Improvement of 3D Annotation Function in AR Remote Assistance Application

Abstract

Currently, in Japan, the supply of domestically grown onions decreases in the summer season, so during this period, Japan relies on imports. To address this reliance on imports, there are high expectations for the expansion of onion cultivation in the Tohoku region, where the harvest period falls in the summer. However, a major issue for onion farmers in the Tohoku region is the lack of sufficient instructors and the high travel costs to visit the fields, which prevents them from receiving timely technical guidance. To solve this problem, there is a demand for AR remote assistance apps that can provide “accurate” and “real-time” technical support.

AR remote guidance is a system where workers wearing AR glasses and instructors in remote locations can share real-time video and audio and communicate using “annotations,” which are essentially drawings. This system allows instructors to reduce travel costs and provide guidance to more farmers. In the official Remote Assist app for the AR glasses HoloLens2, for example, when viewing annotations from the front side, as shown in the left image, you can recognize what is being pointed out.
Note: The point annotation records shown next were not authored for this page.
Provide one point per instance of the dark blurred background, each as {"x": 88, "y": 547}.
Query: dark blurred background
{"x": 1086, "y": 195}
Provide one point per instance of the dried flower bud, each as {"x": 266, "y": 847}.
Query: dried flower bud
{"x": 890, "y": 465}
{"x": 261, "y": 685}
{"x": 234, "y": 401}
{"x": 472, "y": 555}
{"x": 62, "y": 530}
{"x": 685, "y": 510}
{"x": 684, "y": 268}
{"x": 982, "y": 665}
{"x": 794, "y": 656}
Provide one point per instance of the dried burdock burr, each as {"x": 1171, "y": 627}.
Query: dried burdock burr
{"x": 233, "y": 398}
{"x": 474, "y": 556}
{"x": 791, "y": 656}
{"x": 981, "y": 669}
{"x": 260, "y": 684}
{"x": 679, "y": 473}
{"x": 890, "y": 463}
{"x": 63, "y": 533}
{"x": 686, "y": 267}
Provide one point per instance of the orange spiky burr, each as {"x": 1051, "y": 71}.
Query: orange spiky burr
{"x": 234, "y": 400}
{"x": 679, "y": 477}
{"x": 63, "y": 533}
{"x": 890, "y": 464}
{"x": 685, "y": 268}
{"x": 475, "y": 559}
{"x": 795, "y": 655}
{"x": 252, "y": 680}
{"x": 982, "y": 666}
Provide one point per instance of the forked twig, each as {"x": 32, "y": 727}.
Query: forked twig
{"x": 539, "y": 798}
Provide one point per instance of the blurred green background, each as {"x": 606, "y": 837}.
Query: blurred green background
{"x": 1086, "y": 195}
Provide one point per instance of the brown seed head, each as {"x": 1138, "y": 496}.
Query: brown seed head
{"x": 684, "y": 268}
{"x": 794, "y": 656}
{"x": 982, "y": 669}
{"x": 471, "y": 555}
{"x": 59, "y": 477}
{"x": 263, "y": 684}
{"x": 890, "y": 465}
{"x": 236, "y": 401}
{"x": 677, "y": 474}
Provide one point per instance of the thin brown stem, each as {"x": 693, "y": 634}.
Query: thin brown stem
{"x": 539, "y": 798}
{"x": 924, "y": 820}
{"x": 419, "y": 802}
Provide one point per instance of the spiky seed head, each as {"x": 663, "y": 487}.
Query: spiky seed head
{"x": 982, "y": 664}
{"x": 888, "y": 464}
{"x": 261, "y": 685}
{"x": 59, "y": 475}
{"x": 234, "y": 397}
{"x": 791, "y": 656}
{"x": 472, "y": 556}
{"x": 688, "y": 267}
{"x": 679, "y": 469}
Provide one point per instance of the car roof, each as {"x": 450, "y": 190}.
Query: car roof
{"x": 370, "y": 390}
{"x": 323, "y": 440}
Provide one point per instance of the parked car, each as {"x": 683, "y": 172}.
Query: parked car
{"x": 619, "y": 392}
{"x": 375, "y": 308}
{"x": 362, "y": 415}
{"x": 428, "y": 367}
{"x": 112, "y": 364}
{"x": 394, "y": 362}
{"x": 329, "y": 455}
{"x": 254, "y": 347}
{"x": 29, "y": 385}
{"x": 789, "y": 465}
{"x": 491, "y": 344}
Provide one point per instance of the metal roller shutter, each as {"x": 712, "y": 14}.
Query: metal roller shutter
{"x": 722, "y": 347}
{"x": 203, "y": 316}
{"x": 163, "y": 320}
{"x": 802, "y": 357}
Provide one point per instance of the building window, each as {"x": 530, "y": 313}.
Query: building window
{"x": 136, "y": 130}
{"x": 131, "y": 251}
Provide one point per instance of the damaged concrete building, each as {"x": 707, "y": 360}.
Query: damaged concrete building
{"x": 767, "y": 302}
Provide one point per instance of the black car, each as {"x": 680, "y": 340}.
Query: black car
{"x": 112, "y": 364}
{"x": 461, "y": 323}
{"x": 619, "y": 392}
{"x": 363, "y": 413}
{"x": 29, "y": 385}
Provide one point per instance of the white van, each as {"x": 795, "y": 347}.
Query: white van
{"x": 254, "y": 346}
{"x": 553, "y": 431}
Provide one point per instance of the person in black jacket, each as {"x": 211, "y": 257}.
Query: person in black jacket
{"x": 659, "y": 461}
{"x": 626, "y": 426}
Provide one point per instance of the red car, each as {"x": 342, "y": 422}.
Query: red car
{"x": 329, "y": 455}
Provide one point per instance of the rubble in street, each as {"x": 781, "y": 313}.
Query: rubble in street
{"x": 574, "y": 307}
However, when viewed from an angle other than the front side, as shown in the right image, the annotations become distorted, making it difficult to identify the target object.
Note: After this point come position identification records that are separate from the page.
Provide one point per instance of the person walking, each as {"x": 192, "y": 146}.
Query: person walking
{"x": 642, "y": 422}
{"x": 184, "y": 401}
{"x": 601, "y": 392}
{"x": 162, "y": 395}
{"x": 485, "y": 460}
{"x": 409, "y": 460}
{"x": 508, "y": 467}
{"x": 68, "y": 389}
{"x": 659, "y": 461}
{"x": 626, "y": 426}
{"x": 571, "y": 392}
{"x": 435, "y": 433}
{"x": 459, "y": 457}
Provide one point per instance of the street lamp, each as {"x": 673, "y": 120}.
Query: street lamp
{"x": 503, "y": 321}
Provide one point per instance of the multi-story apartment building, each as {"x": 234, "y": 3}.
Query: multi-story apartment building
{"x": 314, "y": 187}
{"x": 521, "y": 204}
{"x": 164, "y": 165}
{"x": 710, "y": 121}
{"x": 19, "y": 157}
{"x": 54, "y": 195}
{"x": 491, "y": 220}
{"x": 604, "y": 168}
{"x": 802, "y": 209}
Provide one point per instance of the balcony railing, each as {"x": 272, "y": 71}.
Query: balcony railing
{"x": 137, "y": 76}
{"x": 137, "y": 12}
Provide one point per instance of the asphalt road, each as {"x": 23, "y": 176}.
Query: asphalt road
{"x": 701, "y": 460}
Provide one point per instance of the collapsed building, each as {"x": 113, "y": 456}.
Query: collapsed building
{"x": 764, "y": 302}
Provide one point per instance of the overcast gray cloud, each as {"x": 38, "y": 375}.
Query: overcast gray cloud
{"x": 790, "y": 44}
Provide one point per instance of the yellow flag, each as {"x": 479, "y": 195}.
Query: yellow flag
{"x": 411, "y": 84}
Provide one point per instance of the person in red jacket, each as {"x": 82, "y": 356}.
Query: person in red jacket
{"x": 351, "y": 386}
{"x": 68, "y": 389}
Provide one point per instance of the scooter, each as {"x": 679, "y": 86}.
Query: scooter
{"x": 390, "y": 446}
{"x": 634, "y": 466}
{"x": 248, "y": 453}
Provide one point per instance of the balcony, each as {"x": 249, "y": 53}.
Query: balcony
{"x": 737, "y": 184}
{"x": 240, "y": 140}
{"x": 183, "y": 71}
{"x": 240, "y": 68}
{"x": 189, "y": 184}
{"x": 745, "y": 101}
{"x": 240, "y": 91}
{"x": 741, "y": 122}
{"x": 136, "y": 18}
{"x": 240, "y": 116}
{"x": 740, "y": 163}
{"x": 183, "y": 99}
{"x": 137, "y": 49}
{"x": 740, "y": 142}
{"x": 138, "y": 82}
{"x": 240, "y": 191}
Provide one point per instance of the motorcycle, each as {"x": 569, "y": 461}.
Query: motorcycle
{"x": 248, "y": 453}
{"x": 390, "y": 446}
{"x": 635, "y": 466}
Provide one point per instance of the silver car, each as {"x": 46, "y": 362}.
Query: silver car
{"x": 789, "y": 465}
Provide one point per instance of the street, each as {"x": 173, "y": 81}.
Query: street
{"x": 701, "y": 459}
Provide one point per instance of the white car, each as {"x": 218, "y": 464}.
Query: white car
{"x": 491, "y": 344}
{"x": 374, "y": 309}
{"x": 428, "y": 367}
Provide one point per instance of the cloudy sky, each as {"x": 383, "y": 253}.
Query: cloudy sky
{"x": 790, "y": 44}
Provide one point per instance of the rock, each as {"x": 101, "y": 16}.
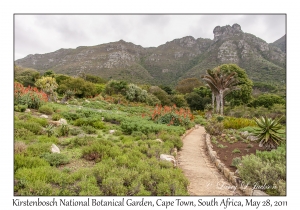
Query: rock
{"x": 54, "y": 149}
{"x": 259, "y": 193}
{"x": 44, "y": 116}
{"x": 169, "y": 158}
{"x": 236, "y": 173}
{"x": 252, "y": 138}
{"x": 159, "y": 140}
{"x": 63, "y": 121}
{"x": 245, "y": 134}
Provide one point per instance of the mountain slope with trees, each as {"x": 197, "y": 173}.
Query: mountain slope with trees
{"x": 170, "y": 62}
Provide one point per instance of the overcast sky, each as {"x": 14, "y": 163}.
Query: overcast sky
{"x": 47, "y": 33}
In agriculture, it is often necessary to view objects from various angles to identify diseases, for example, so the existing display methods can interrupt communication with the workers.

Therefore, a 3D annotation display method for AR remote assistance apps has been proposed. This method ensures that the target object is easily recognized even when viewed from angles other than the front side, ensuring that workers can understand the target object “accurately” and “clearly”.

Methodology

In the proposed method, we achieved our goal by implementing the following four steps:

Draw 2D annotations.
Calculate the base depth.
Convert 2D annotations to 3D coordinates using the base depth information.
Rotate the 3D annotations according to the user’s position.